Bazı günler yazacak çok fazla konu, anlatılacak birçok güzellik olur. Yazılacak konular sıraya girmiş, bizi bekliyor diye içimizi sıcacık bir duygu kaplar. Sanki bir çeşit bağımlılık gibi; tütün, madde ya da sevda bağımlılığı…
Ama bu kış günleri soğuk ve karanlık. Bir bakıyorsunuz, sabah bitmiş, öğle ve akşam oluvermiş bile. Konular da öyle çok değil. İnsanlar genelde içeride. Yazın ve baharın o zenginliği, neşesi, zevki ve aşkı yok.
Çevremiz de farklı değil; edebiyat, müzik, sanat, politika, felsefe, festivaller, sempozyumlar ve katılacak projeler yok denecek kadar az. Dostlarımda da bu canlılığı göremiyorum. Ya da insanlar paylaşmıyor artık. Yaşam ya olduğundan daha bencil hale geldi ya da belirgin tercihlerle yüzleşiyoruz; bazı insanları artık umursamıyoruz.
Paylaşmaktan korkan bir birey ve toplum; teşvik, yenilik, değişim, öz eleştiri, değerlendirme, fikir alışverişi, geri bildirim, müzakere, uzlaşma gibi adımları paylaşmadıkça “akıl fakirliği”nin ortaya çıkması kaçınılmazdır. İyi beslenemeyen ya da yanlış teşhisle beslenen akıl, bir süre sonra “zeka kansızlığı” (intelligentiearmoede) yaşamaya başlar.
Entellektüel fakirlik, bir toplumun yeraltı veya yerüstü kaynaklarından kazanılacak parayla satın alabileceği bir fabrika, eşya, meta, araba ya da konut değildir.
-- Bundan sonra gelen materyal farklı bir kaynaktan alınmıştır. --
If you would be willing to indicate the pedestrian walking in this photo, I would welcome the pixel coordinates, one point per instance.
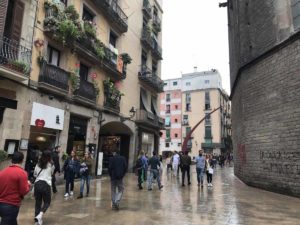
(14, 186)
(209, 169)
(117, 169)
(175, 163)
(85, 174)
(55, 159)
(200, 167)
(140, 170)
(71, 168)
(42, 186)
(186, 162)
(154, 165)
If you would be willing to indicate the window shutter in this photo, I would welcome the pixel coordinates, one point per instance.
(3, 10)
(17, 20)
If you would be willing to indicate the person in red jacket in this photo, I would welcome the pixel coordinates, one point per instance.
(14, 186)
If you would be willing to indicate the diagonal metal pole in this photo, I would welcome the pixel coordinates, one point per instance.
(184, 145)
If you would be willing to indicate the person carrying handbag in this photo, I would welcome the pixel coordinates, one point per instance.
(42, 186)
(209, 169)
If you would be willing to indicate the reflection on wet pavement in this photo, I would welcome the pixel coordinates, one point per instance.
(229, 201)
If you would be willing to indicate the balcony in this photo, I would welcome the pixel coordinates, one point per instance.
(168, 139)
(185, 122)
(146, 38)
(86, 94)
(112, 100)
(110, 65)
(156, 49)
(147, 9)
(144, 117)
(156, 23)
(151, 79)
(15, 60)
(54, 79)
(114, 14)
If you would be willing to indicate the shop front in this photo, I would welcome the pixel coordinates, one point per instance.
(113, 136)
(45, 126)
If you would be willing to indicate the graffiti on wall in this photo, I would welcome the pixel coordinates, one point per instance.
(280, 162)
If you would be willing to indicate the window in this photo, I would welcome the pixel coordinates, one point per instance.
(113, 39)
(207, 101)
(167, 134)
(87, 15)
(53, 56)
(208, 132)
(188, 97)
(296, 13)
(168, 98)
(168, 110)
(188, 107)
(84, 72)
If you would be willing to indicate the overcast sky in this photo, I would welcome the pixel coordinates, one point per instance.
(195, 34)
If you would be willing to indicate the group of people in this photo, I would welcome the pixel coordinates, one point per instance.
(15, 183)
(205, 164)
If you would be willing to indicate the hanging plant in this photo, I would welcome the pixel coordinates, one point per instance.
(126, 58)
(3, 155)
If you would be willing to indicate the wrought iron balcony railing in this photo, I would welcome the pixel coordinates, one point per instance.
(14, 57)
(147, 9)
(151, 79)
(86, 91)
(146, 38)
(114, 13)
(156, 23)
(54, 79)
(156, 49)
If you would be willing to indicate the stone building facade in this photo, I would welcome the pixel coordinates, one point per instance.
(264, 70)
(80, 74)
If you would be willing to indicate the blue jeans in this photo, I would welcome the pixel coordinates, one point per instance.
(85, 179)
(8, 214)
(154, 173)
(200, 175)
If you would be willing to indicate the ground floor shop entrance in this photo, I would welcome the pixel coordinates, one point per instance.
(77, 135)
(113, 136)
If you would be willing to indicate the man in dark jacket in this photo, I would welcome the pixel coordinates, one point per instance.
(117, 169)
(185, 167)
(55, 158)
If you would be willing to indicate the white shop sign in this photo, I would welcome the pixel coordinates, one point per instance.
(53, 117)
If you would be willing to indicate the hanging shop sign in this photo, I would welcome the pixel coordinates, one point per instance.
(47, 116)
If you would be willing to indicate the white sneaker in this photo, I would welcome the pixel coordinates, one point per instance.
(38, 220)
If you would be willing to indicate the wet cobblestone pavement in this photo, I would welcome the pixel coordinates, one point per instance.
(229, 201)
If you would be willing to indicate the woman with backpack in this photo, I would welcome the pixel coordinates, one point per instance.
(85, 173)
(71, 168)
(42, 186)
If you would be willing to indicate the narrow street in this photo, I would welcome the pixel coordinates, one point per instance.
(229, 201)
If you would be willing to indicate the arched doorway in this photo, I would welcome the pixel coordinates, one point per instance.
(113, 136)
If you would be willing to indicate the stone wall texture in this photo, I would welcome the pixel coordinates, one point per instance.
(265, 97)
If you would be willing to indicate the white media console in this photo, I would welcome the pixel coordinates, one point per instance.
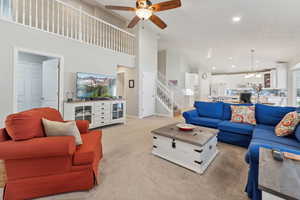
(98, 113)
Entellektüel birikimini kaybeden toplumlar ve ülkeler bana göre fakirdir.
Entellektüel Birikimden Uzaklaşan Hollanda
Avrupa ülkelerine baktığımızda, entellektüel birikime sahip kişilerin devlet yönetiminde söz sahibi olma oranları düştükçe, paylaşım, özgürlük ve hak edilen göçmen yaşamları tehdit altında kalıyor. Avrupa’nın aydınları, üniversiteleri, fikir kulüpleri, politik partileri ve yönetim organları, paylaşım sayesinde akılcı ve genelde kabul gören politikalar üretebiliyor.
Günler kısa, geceler karanlık olsa da bu hafta değişimi, yeni mekanları ve güzel insanları görebileceğimiz yedi günümüz var. Gün doğmadan neler doğar bilinmez ama, gönlümüz yine güzellikten, iyilikten ve hoştan yana.
Tedavisi olmayan bir ruh hali nedir derseniz? İyimserlik, kolektif yaşam, pozitif düşünce, dostluk, barış ve özgür iradeyle toplumsal dengemizi hep birlikte koruma çabamızdır ruh halimiz. Hoşça kalın.